Экстра 1. Свой путь.

3774 год, Малахитные горы, Калхедон


Две едва заметные тропинки, одинаково кривые и узкие, змеились по скалистому склону поросшего цветущим маральником холма. Одна вела вверх – возможно, обратно в горы, к логову протоптавших ее зверей, а возможно – к пастбищам, на которых местные пастухи пасли своих овец. Вторая петляла, словно не в силах определиться – вверх или вниз? К людям или от людей?

Грязный, голодный, израненный и изможденный долгим бегом от почему-то не внявших друидскому слову тварей мужчина сидел на плоском валуне меж двух одинаково не привлекательных, отвратительно незнакомых тропинок, с постепенно угасающей надеждой глядя на хмурое, третий день укрытое непроглядной серой пеленой небо.

Не так придворный ведун и названный брат калхедонского князя представлял себе научную экспедицию в поисках не уснувших Древ.

Его немногочисленные спутники пропали и почти наверняка погибли, но рвать на себе волосы и горевать у него не было ни сил, ни времени. Последние день и ночь он бежал, карабкался по острым скалам, дрался с Искаженными оленями, искал не тронутые изменением ягоды и снова бежал, бежал, бежал. Прочь от алого, теплого, самого прекрасного в целом мире света, прочь от поглотившей Эрвана и Лавон стремительной горной реки…

Его с детства учили, что Древа оберегали уважавших их людей. Что друиды способны были общаться с ними, что от них получали свои силы.
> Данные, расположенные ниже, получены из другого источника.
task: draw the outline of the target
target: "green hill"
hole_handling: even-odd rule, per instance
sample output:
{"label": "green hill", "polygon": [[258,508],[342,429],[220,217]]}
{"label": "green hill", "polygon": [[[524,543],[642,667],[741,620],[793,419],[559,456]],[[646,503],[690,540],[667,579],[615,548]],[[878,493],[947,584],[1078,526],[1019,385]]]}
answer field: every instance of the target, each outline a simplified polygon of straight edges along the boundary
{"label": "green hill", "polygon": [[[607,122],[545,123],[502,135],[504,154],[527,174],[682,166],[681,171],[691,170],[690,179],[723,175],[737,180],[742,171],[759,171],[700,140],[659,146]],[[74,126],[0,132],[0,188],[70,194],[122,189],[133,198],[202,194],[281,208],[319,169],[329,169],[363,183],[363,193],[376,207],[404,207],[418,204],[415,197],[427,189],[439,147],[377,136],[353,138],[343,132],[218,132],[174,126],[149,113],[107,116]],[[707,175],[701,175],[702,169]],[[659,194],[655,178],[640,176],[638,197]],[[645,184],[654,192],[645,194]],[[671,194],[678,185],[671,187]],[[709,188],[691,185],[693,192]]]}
Власть над чужими именами, нерушимые клятвы, исцеление и проклятие – все это исходило не от самих людей, но от Древ, даже от уснувших и облетевших, с неохотой отзывающихся на их мольбы и песни.

Живое, «пламенеющее» Древо Малахитных гор встретило их целой оравой плотоядных тварей, непохожих на Искаженных внешне – и потому подобравшихся слишком близко к привыкшим считать себя неуязвимыми ведунам.

Алые звездчатые листья, что он успел подобрать перед тем, как Эрван столкнул его со склона, спасая от прыжка горного барса, позеленели и утратили ценность, так что он просто съел их без какой бы то ни было цели. Рука не поднялась выкинуть, а заварить было не в чем и некогда.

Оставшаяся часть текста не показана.